Puşkin, canlı bakışları, düz ve ince bir burnu olan çok yakışıklı bir adam olarak tasvir edilir. Bununla birlikte, çağdaşların ifadelerinden, görünüşünde, Negroid ırkının tüm özelliklerine sahip, çok uzak olmayan koyu tenli bir ataya ait özelliklerin korunduğu bilinmektedir: geniş bir burun, kara gözler, kıvırcık saç.
Talimatlar
Aşama 1
Puşkin'i betimleyen birkaç resim var ve bunlar ayrıntıda oldukça farklı. O zamanların ressamlarının gerçeği en doğrudan ve anında aktarmaya çok meyilli olmadıkları, aksine bir kişiyi tasvir etmek, özelliklerini süsleyerek iyi bir form kuralı olarak kabul edildi. Puşkin'i en güzel olarak kabul edilen özelliklerle donatarak imajına asalet vermek tamamen normaldi. Bu nedenle, başlangıç olarak, şairin kendisi hakkında söylediklerini ve arkadaşlarının ve tanıdıklarının onu nasıl tanımladığını dinlemeye çalışabilirsiniz.
Adım 2
Puşkin, görünüşünü tanımladığı Fransızca bir şiir yarattı. Boyunun en zayıfla karşılaştırılamayacağını söylüyor. Sonuç olarak, Puşkin ortalama boyda bir adamdı. Ayrıca şair, taze bir ten, açık kahverengi saç ve kafasında bukleler tarif eder. Sonra gerçek bir maymun suratlı olduğunu söylüyor. Görünüşe göre Alexander Sergeevich, yüzünü bir maymunla karşılaştırdığı için kendini yakışıklı bir adam olarak görmedi.
Aşama 3
Lyceum'da Puşkin hakkında "bir kaplanla bir maymun karışımı" olduğunu söylediler. Muhtemelen sadece yüzünü değil, karakterini, görgü kurallarını ve cüzzam ve düzensizliğe eğilimini de kastediyorlardı. Genç şairin yaramaz mizacı ve cesareti lise arkadaşları tarafından çok sevildi. Mareşal Kutuzov'un torunu tarafından bir maymun ve bir kaplanla benzer bir karşılaştırma yapılır, şairin Afrika atalarından geldiğini ve gözlerinde yeterince karanlık olduğunu, içlerinde vahşi bir şeyin korunduğunu yazar.

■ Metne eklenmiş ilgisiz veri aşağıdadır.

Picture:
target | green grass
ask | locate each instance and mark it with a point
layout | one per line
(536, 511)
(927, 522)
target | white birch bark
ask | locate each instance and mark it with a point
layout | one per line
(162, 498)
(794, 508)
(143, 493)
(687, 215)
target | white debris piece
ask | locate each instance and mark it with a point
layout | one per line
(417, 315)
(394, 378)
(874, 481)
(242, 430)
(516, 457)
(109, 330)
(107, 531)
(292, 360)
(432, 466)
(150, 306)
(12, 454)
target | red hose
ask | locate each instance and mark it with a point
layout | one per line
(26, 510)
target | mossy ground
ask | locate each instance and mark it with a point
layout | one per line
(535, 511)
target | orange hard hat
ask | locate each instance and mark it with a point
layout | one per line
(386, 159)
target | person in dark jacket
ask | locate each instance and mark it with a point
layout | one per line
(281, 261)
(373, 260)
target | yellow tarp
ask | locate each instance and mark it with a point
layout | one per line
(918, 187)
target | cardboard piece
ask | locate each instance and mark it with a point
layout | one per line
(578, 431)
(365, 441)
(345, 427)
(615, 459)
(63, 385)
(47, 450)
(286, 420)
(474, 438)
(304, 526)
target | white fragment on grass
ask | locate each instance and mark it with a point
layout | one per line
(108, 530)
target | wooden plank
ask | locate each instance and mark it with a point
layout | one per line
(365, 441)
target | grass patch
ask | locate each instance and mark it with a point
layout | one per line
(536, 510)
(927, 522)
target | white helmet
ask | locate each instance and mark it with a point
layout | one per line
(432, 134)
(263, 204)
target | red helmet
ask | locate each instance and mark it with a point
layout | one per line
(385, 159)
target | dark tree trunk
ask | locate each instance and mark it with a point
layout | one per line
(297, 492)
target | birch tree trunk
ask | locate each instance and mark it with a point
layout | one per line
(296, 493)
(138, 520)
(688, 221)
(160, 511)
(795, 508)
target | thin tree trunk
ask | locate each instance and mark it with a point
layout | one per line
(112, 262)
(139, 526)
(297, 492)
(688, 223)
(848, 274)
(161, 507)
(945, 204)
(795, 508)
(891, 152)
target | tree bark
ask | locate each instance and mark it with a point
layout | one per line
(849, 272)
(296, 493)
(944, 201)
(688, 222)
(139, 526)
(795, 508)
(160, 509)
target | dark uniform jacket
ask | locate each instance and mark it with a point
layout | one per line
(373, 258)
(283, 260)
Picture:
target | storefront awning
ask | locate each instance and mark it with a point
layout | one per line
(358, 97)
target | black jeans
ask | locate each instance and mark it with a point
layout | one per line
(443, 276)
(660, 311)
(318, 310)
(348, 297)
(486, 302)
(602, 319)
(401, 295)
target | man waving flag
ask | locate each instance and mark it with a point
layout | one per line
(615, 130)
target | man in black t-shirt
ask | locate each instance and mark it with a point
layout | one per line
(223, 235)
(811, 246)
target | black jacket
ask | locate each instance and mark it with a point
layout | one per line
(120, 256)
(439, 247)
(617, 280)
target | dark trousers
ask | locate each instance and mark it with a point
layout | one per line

Ama sonra Puşkin'in zihniyle parladığını ve onunla konuşmanın çok ilginç olduğunu, onunla iletişim sırasında görünüşünde eksik olan her şeyi unutabileceğinizi de yazıyor.
4. Adım
Birçok çağdaş, Puşkin hakkındaki anılarında ve anılarında, yüz ifadelerinin canlı olduğunu ve yüzünün zeka ve biraz çocuksu canlılık ile parladığını kaydetti. Şairle konuşurken insanlar onun tarafından büyülendi ve çoğu zaman onlara yakışıklı görünüyordu, gerçekten inanılmaz çekici bir görünüme sahip olduğu için değil, şaşırtıcı bir insan olduğu için, kişisel nitelikleri ile herkesi büyüleyebiliyordu.
Adım 5
Puşkin'in kendisi, karakterini ve iç dünyasını aktaracak olan portresinin yazılmadığını yazdı. Bunu, gelecekte onu tanımanın mümkün olacağı böyle bir portrenin ortaya çıkmasını umarak Eugene Onegin romanında bile yazıyor. Puşkin, ironik bir şekilde, cahilin portresine bakarak “Şair buydu!” diyebileceğini yazar.
6. Adım
Puşkin'in en ünlü üç portresi var. İlki 1826'da sanatçı J. Vivien tarafından boyanmış, şairin kendisi tarafından yaptırılmıştır. 1826'daki ikinci portre Rus sanatçı V. A. Tropinin ve üçüncüsü 1987'de Kiprensky tarafından yazılmıştır. Aralarındaki bu kadar küçük bir zaman farkına rağmen, tüm portreler tamamen farklı, üç farklı insanı tasvir ediyorlar. Onlardan, o zamanın portrelerinin görünümü ne kadar yanlış aktardığını yargılayabiliriz. Her sanatçı, kendi görüşüne göre en önemli bir şeyi vurgulamaya çalıştı. Biri yüzünde çocuksu bir ifade iletmeye çalıştı, ikincisi - üzgün ve derin bir bakış ve üçüncüsü - gözlerin yaramaz bir parıltısı. Ancak Puşkin'in portrelerinin hiçbiri onun hakkında çalışmalarından daha fazlasını anlatmaz.